The bad news, however, is I’m still in the fearing for my life stage as I have to take more tests. I just had my EMG the other day. Have you guys ever had one done before? Do y’all even know what it is? This was my first time and I wish I never have to do that again. According to Mayo Clinic, EMG, short for Electromyography, is a diagnostic procedure to access the health of muscles and the nerve cells that control them. The results can reveal nerve or muscle dysfunction, or problems with the nerve to muscle signal transmission. The doc that performed my EMG did two different things. It started out interesting with electroshock waves or whatever jolting my right arm. Ever accidentally touched a plug going into an outlet? A slight shock, right? Well, that is what the first part of the EMG felt like. Little shockwaves just giving me a little jolt here and there. Not much of a bother, but when he stuck that needle into me like he was drawing blood and not drawing blood, but actually touched a muscle AND moved the needle around the surface of the muscle, AND made me push my arm up against him pushing me down (PS. that sounds dirty, but all in good health) AND repeated that for another 5 more times- UGH *shiver* – just thinking about it is giving me heebeejeebeez. I died. I died and came back to life. That was the most uncomfortable and painful 10 minutes of my life and I live in chronic pain, so an EMG is not my cup of tea. But it only lasted 10 minutes as opposed to the butt load of pain I actually face on the daily.

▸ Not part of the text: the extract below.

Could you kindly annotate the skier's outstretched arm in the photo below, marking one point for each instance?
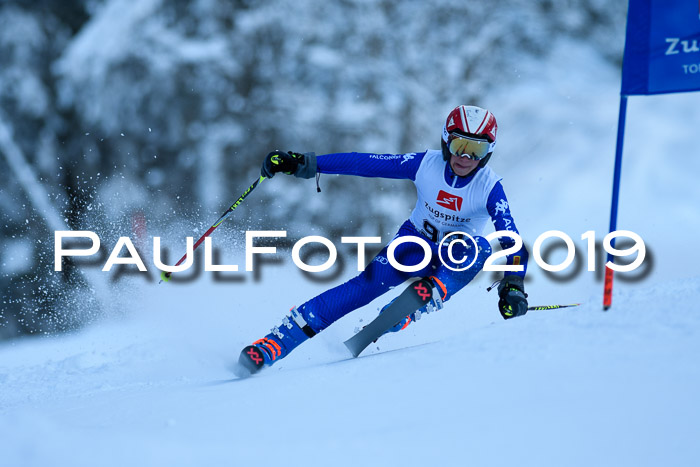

Results turned out normal, so that’s cool, but it doesn’t explain the traveling pain going down my arms. Yay me!
I’m still salty.
Anyways, I have another MRI I’m going to tomorrow. This will be of the brain. I don’t think I’ve had a brain MRI before, but I’m assuming all MRI’s are the same when it comes to the loud and pounding noises echoing in the MRI machine. My neurologist is hoping to rule out any kind of brain tumor. With my luck, there won’t be a tumor at all. I write that as a good thing – like I’m so lucky, I survive type good. Because throughout my 30 years of existence, I’ve always felt pain and that meant I was alive and will remain alive, but will sadly always feel the pain. So, when you read with my luck, it could read two completely different ways. I’m lucky, because I’m alive and my body has somehow always outsmarted the part of death, but also, with my luck, I’ll never get my sliver of hope in waiting to die scenario.
Am I making sense? Because even I feel confused.
I’m not looking forward to getting the contrast injected . . . injected? . . . what’s the word, I think it’s injected. . . lol . . . into me. Last MRI, I had to pause after they put the contrast into me with that needle syringe thingy – MAN, what is it called!? Anyways, that thing. I got so light-headed and dizzy and nauseous, but I didn’t vomit – proud moment, but everything else wasn’t a good feeling, so I must remember to tell them to inject the contrast very slowly otherwise we’ll have a repeat of what happened last time.
I have another MRI of my lumbar spine (lower back) in two weeks. I originally had all three tests scheduled to be on the same day because I’m lazy and I want it done in one day instead of 3 separate days, but my husband finally got better insurance and apparently tests needs to be taken separately, which kinda bites to be honest.
But hey – I’m doing it! And I’m focused on my health.
All morbid jokes aside though, I really do want to live. And even though a small sliver of me is secretly waiting around for death, when push comes to shove and I end up facing death in the eye, I’m gonna wanna live. That’s just how life is. I’m merely just anxious to stay alive and fear that it’s gonna be harder than it already is.